El Evangelio del segundo Domingo de Pascua es llamado también “Domingo de la Divina Misericordia”. Fue el papa san Juan Pablo II, quien instauró este segundo domingo de Pascua como fiesta de la Divina Misericordia. Pero también el papa Francisco, desde que empezó su pontificado, ha hecho de la misericordia de Dios su mensaje “más fuerte” y una de sus ideas centrales, ya que “el rostro de Dios” es el rostro de la misericordia y que la misericordia cambia el mundo. En el domingo de la Misericordia tenemos que empezar recordando estas palabras de Jesús: No tengáis miedo, la paz esté con vosotros, Señor mío y Dios mío… Estos y otros saludos de Jesús resucitado nos invitan a vivir este tiempo pascual de manera diferente y con la alegría que nos da la noticia de su Resurrección.
Este domingo cierra la celebración del día de Pascua, la Resurrección es una noticia tan grande que su celebración no se puede encerrar un día solamente. Es verdad que el tiempo Pascual durará hasta el domingo de Pentecostés con la venida del Espíritu sobre los apóstoles, pero los ocho días después de la Resurrección tienen un significado especial, pues es como si cada uno de ellos fuera el propio día de la Resurrección. La alegría de la Pascua sustituye los lutos y morados del Viernes Santo por el color blanco, los pasos de pasión se sustituyen por las imágenes del Resucitado… pronto empezaremos a llenar nuestros campos y ermitas con las romerías. Es la Pascua de Jesús, el paso de la muerte a la vida, es el momento de la compartir la alegría de la Resurrección con los demás.
El texto del evangelio de esta segunda semana, pone la acción en el día de la Resurrección. Jesús se acerca a los discípulos. Se coloca en el centro y les enseña las manos y el costado, les desea la paz hasta tres veces, lo que nos indica la importancia que para Jesús tiene esta palabra. Los discípulos se llenan de una inmensa alegría.
En este momento se inaugura una nueva etapa: el final de la actividad de Jesús y el comienzo de los discípulos, ellos, serán sus testigos lo mismo que Él ha sido testimonio del Padre que lo envió. Lo mismo que los discípulos fueron los continuadores de la acción de Jesús, nosotros los cristianos de hoy, si nos atrevemos, tendremos que ser los que sigamos esa línea de acción. La fe en Xto. Resucitado nos une a los primeros cristianos. De la misma manera que somos los continuadores de esos primeros grupos de cristianos, que comienzan a darse a conocer y que nos describe el libro de los Hechos de los Apóstoles.

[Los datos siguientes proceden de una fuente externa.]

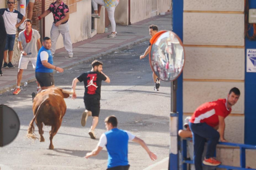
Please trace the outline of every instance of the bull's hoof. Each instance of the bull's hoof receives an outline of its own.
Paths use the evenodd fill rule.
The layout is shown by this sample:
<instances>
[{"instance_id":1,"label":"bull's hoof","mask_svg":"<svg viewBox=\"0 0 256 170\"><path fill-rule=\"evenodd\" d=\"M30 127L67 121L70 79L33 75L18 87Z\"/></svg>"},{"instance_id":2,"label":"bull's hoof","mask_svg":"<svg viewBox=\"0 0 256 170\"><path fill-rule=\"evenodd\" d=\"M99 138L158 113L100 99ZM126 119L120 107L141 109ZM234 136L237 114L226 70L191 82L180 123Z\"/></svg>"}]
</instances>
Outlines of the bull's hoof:
<instances>
[{"instance_id":1,"label":"bull's hoof","mask_svg":"<svg viewBox=\"0 0 256 170\"><path fill-rule=\"evenodd\" d=\"M50 150L53 150L54 148L54 147L53 146L53 145L51 145L51 145L49 146L49 149L50 149Z\"/></svg>"}]
</instances>

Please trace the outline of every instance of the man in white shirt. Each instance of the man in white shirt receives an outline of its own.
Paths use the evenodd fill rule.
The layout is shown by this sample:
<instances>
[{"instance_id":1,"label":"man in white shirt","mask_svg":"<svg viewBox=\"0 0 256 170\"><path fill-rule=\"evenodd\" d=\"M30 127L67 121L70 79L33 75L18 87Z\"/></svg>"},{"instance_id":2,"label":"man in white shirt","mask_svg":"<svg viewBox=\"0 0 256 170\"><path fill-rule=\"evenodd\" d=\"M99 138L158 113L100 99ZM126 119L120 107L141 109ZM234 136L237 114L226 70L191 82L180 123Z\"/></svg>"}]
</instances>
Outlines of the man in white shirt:
<instances>
[{"instance_id":1,"label":"man in white shirt","mask_svg":"<svg viewBox=\"0 0 256 170\"><path fill-rule=\"evenodd\" d=\"M128 142L132 140L139 144L147 151L151 160L156 160L156 155L149 150L144 141L130 132L117 129L117 119L114 116L106 118L105 124L108 132L101 135L97 147L86 154L86 158L97 155L106 146L108 153L107 170L127 170L130 168Z\"/></svg>"},{"instance_id":2,"label":"man in white shirt","mask_svg":"<svg viewBox=\"0 0 256 170\"><path fill-rule=\"evenodd\" d=\"M26 29L19 34L19 48L21 52L19 71L17 75L17 86L13 94L18 94L20 92L20 81L22 78L23 70L27 69L29 62L32 63L33 68L36 66L37 52L41 48L40 34L38 31L32 29L32 22L29 19L24 22ZM37 89L40 86L37 83Z\"/></svg>"},{"instance_id":3,"label":"man in white shirt","mask_svg":"<svg viewBox=\"0 0 256 170\"><path fill-rule=\"evenodd\" d=\"M15 0L8 0L8 8L0 9L0 14L2 14L4 20L4 25L7 32L7 39L4 53L4 68L15 68L12 64L12 59L14 54L14 46L16 35L16 28L25 20L25 18L19 11L14 10ZM20 21L18 23L17 20ZM8 51L9 63L7 63L7 54Z\"/></svg>"}]
</instances>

Y tenemos el ejemplo de santo Tomás, este apóstol ausente en la primera aparición, y tendría que haber creído por el testimonio de los otros discípulos. Pero sus ojos no miran con la mirada trascendente, apela a lo racional: “Si no lo veo no lo creo”, un razonamiento lógico. ¿Cuántas veces yo hago como Tomás?
Por eso, una y mil veces, gracias Tomás, por ser uno más como nosotros. Gracias por adelantarte a nuestro tiempo y sentir anticipadamente la necesidad del ver para creer de tus descendientes en la fe. En nuestra fe somos muchas veces, hijos de la duda, de la indecisión, y nos negamos a creer de verdad. En el fondo, al hombre de fe siempre le acompaña la tentación de la duda. Y Tomás tuvo la suerte de poder ver al Señor, cosa que yo no voy a poder hacer, y por la que el Señor dirá “bienaventurados los que crean sin haber visto”.
La respuesta a la duda siempre será la confianza plena, el aquí estoy sin condiciones, pero, no siempre estoy en la disposición necesaria para poder decirlo de esa manera, no siempre me atrevo a ponerme en las manos de Dios sin exigir nada. El ejemplo de Tomás no es que nos sirva a nosotros de consuelo, pero si nos sirve para identificarnos con él, reconocer nuestras tentaciones, y estos quizá sean los primeros pasos para poder superarlas. Le pedimos al Señor en este domingo, después de haber celebrado su Muerte y su Resurrección, que aumente nuestra fe, que haga de nuestra fe una fe más fuerte, más auténtica, más profunda, más comprometida. Que nos de la fuerza necesaria para reconocer nuestras carencias, nuestros errores, y nuestros fallos, para así poder decirle también como le dijo Tomás “Señor mío y Dios mío”.